Registre-se que o administrador não atendeu à última determinação deste juízo (fls. 2013-2026), que consistia em apresentar a relação atualizada de credores e o rol de bens da empresa. Lamentavelmente apenas "copiou e colou" informações extraídas do plano de recuperação apresentado (fls. 812-897).
Com efeito, o art. 73 da Lei n. 11.101/2005 elenca as hipóteses em que a recuperação judicial será convolada em falência:
Art. 73. O juiz decretará a falência durante o processo de recuperação judicial:
I - por deliberação da assembléia-geral de credores, na forma do art. 42 desta Lei;
II - pela não apresentação, pelo devedor, do plano de recuperação no prazo do art. 53 desta Lei;
III - quando houver sido rejeitado o plano de recuperação, nos termos do § 4o do art. 56 desta Lei;
IV - por descumprimento de qualquer obrigação assumida no plano de recuperação, na forma do § 1o do art. 61 desta Lei.
Parágrafo único. O disposto neste artigo não impede a decretação da falência por inadimplemento de obrigação não sujeita à recuperação judicial, nos termos dos incisos I ou II do caput do art. 94 desta Lei, ou por prática de ato previsto no inciso III do caput do art. 94 desta Lei.
No presente caso, a par da documentação carreada no bojo do processado, observa-se que se está diante da hipótese do inciso III, eis que convocada a 5ª Assembleia Geral de Credores, em 23.02.2015 (fls. 1.886-1.894), não foi obtido quórum suficiente para a aprovação do plano de recuperação judicial e plano adesivo, eis que o Banco do Brasil foi o único credor a se opor aos mesmos, tanto na classe II (credores com garantia real) quanto na classe III (credores quirografários).

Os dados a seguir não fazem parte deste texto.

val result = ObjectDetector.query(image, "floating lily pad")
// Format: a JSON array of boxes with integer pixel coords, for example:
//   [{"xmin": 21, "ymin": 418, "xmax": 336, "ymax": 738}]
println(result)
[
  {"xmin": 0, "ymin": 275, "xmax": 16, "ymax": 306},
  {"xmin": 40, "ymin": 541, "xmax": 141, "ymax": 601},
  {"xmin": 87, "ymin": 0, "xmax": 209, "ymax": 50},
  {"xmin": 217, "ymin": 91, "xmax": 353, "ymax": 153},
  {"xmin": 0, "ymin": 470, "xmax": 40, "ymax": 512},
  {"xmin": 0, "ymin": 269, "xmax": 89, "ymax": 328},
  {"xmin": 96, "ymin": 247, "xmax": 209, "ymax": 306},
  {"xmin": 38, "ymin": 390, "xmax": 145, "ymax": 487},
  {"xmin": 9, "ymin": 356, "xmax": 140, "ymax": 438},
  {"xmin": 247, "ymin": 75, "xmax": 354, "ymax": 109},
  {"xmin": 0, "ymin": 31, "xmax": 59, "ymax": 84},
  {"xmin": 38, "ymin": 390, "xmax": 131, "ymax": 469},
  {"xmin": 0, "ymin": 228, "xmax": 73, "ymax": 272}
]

Acrescente-se que, consoante a manifestação do administrador judicial às fls. 1964-1965 (fls. 2523-2525 dos autos digitais), após decisão proferida nos autos da ação cautelar n. 0001451-82.2014.8.24.0242 promovida pelo Banco do Brasil, por sentença irrecorrida foi readequada a natureza de parte do crédito da referida instituição financeira, restando configurado o quadro geral de credores e o quórum de votação do plano da seguinte forma:
- Classe I - 100% dos votos por cabeça e por valor perfazendo a quantia de R$ 13.519,93, aprovando o PRJ (Plano de Recuperação Judicial);
- Classe II - 04 votos aprovando o PRJ com 34,70% do valor total da classe perfazendo a quantia de R$ 1.395.150,08 e 01 voto contra a aprovação do PRJ com 65,30% do valor total da classe dos credores com garantia real perfazendo a quantia de R$ 2.625.035,08, num total de créditos de classe de R$ 4.020.185,16;
- Classe III - 22 credores aprovando o PRJ com 63,19% do valor total da Classe III perfazendo a quantia de R$ 6.394.271,20 e 01 voto contra a aprovação do PRJ com 36,81% do valor total dos credores quirografários perfazendo a quantia de R$ 3.725.599,88, num total de créditos da classe de R$ 10.119.871,08.
A possibilidade de aprovação judicial do plano ("cram down"), vem disciplinada no art. 58 da Lei n. 11.101/2005, vejamos:
Art. 58. Cumpridas as exigências desta Lei, o juiz concederá a recuperação judicial do devedor cujo plano não tenha sofrido objeção de credor nos termos do art. 55 de sta Lei ou tenha sido aprovado pela assembléia-geral de credores na forma do art. 45 desta Lei.
§ 1o O juiz poderá conceder a recuperação judicial com base em plano que não obteve aprovação na forma do art. 45 desta Lei, desde que, na mesma assembléia, tenha obtido, de forma cumulativa:
I - o voto favorável de credores que representem mais da metade do valor de todos os créditos presentes à assembléia, independentemente de classes;
II - a aprovação de 2 (duas) das classes de credores nos termos do art. 45 desta Lei ou, caso haja somente 2 (duas) classes com credores votantes, a aprovação de pelo menos 1 (uma) delas;
III - na classe que o houver rejeitado, o voto favorável de mais de 1/3 (um terço) dos credores, computados na forma dos §§ 1o e 2o do art. 45 desta Lei.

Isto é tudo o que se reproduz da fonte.